Again, it is up to the actor and the director to determine how a line is said and they will do this no matter what the writer says they should do. Besides, actors hate being told how to play their lines and all directions like this annoy them and make them want to do the exact opposite of what you are telling them to do.
Music: Don’t write down what pieces of music or songs you want to play over specific scenes – again, these are choices dictated by the director in conjunction with the composer and/or music supervisor, all of whom will abide by their tastes and not yours (they will also abide by the budget – music rights are often quite expensive and if they can’t afford one song, they’re going to use another). Most especially, don’t micromanage the music by indicating the exact bars of music or lines of a song that you want to play over specific scenes and/or actions in the script, because now you’re irritating everyone including the picture and music editors and nobody’s going to want to eat lunch with you at all after that.
Excessive “style” in the writing: Screenplays are blueprints, not literary works, so avoid flowery descriptions of people, places, and scenes. Your descriptions should be well-crafted and evocative, but they should be essentially crisp and functional. For example, if you are setting your story at highbrow college, something like “Excelsior University is a grand old Eastern college in league with Harvard and Yale” is preferable to “Excelsior University is a great Eastern college. In the same league as Harvard and Yale, it has a grand old campus full of ivy-covered buildings in whose ancient, musty halls one can still hear the echoes of the intriguing arguments promulgated by great minds to enlighten young ones.” Stuff like this is nice on the page, but adds nothing to the images on screen and simply takes up page space that could be better used to tell your story.

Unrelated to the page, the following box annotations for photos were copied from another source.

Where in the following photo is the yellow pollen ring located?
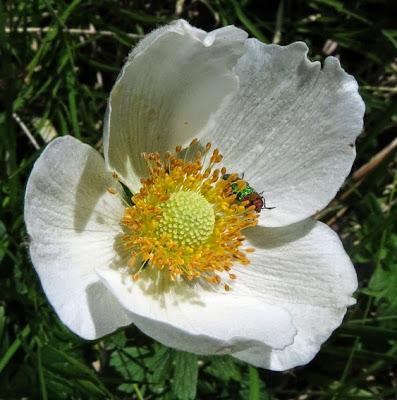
[122,140,258,291]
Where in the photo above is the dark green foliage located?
[0,0,397,400]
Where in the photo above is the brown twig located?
[12,113,40,150]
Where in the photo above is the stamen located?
[120,139,258,291]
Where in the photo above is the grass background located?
[0,0,397,400]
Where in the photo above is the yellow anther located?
[119,139,258,291]
[106,187,117,194]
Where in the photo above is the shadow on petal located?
[245,218,316,249]
[86,281,131,339]
[73,148,114,232]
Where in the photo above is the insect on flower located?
[24,20,364,370]
[222,174,275,213]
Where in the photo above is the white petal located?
[97,268,296,354]
[201,39,364,226]
[25,136,130,339]
[104,20,247,190]
[229,220,357,370]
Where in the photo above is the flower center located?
[122,139,259,290]
[157,192,215,246]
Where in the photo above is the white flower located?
[25,20,364,370]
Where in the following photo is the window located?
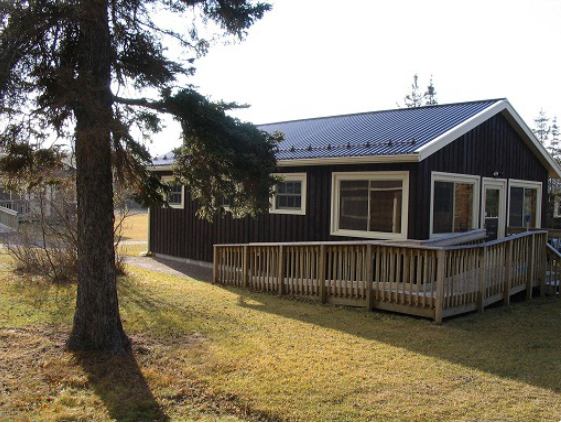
[162,176,184,209]
[269,173,306,215]
[331,172,409,239]
[508,179,542,228]
[431,172,479,236]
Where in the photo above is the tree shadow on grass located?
[225,287,561,392]
[74,352,169,421]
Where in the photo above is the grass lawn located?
[0,250,561,421]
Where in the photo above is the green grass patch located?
[0,253,561,421]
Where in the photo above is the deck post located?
[434,249,446,325]
[504,241,514,306]
[242,245,249,288]
[477,247,487,313]
[537,234,547,298]
[364,244,374,310]
[277,245,284,295]
[318,244,327,304]
[212,245,218,283]
[526,235,536,301]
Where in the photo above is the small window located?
[553,195,561,217]
[431,172,479,236]
[332,172,409,239]
[508,181,541,228]
[162,176,184,209]
[270,173,306,215]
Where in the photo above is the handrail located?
[421,229,487,247]
[214,240,441,250]
[214,229,547,250]
[547,243,561,260]
[0,205,18,216]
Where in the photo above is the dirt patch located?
[0,325,279,421]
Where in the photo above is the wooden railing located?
[214,231,548,323]
[0,206,19,230]
[545,244,561,297]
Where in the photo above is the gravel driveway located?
[124,256,212,282]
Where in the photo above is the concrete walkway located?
[123,256,212,282]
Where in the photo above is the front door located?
[481,178,507,240]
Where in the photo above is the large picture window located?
[508,180,542,228]
[431,172,479,236]
[269,173,306,215]
[332,172,409,239]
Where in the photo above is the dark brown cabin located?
[145,99,561,263]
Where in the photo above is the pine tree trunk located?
[68,0,130,354]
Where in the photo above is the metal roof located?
[153,99,503,166]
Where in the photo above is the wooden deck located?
[214,231,561,323]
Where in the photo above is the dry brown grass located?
[0,250,561,421]
[117,213,148,241]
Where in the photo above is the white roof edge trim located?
[416,100,561,178]
[416,100,508,161]
[505,101,561,178]
[148,153,419,171]
[277,153,419,167]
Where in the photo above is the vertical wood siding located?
[150,115,547,262]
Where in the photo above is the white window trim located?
[506,179,543,228]
[430,172,481,238]
[162,175,185,209]
[553,194,561,219]
[269,173,308,216]
[479,178,508,238]
[331,171,409,239]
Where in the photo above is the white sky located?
[150,0,561,154]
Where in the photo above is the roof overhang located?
[148,100,561,178]
[416,100,561,178]
[148,153,419,172]
[277,153,419,167]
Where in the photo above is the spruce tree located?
[403,74,423,108]
[0,0,276,354]
[533,108,551,145]
[548,116,561,163]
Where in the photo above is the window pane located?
[168,184,182,204]
[454,184,473,232]
[524,188,538,228]
[485,188,499,217]
[339,181,369,231]
[432,182,454,234]
[509,187,524,228]
[277,195,287,209]
[370,181,402,233]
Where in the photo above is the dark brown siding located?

Made-up formatting and terms: Basic screenplay formatting and terminology have been around for almost a century and have proven to work quite well. With all due respect, no one is looking for you to reinvent the form. Use proper formatting when writing your script and employ standard terminology such as FADE IN, FADE OUT, etc. Do not invent your own terminology, because no one will know what you are talking about. (I once read a script that used the term EMOTION FLASH throughout. I think what the writer meant was that he wanted his protagonist’s flares of emotion to trigger brief flashbacks to past events in his life, but that is only a guess on my part, since it wasn’t at all clear in the script.) Also, please write your slugs in the proper, short and sweet way (INT. HOUSE – DAY or EXT. BARN – NIGHT) – many writers like to use elaborate slugs as a form of exposition and direction (EXT. FRED’S HOUSE – TWO YEARS AFTER THE FLOOD – ANGLE FAVORING FRED AND HIS FAVORITE COW, BESSIE – JUST AFTER DUSK WHEN THE LIGHT IS ALMOST GONE BUT THERE’S STILL JUST ENOUGH TO ADD A GLINT TO BESSIE’S EYES). Slugs are a tool designed to let the production team easily see how many interior and exterior sets they are going to need, the nature of those sets, and how many day and night shoots they need to schedule. They are not meant to be literature.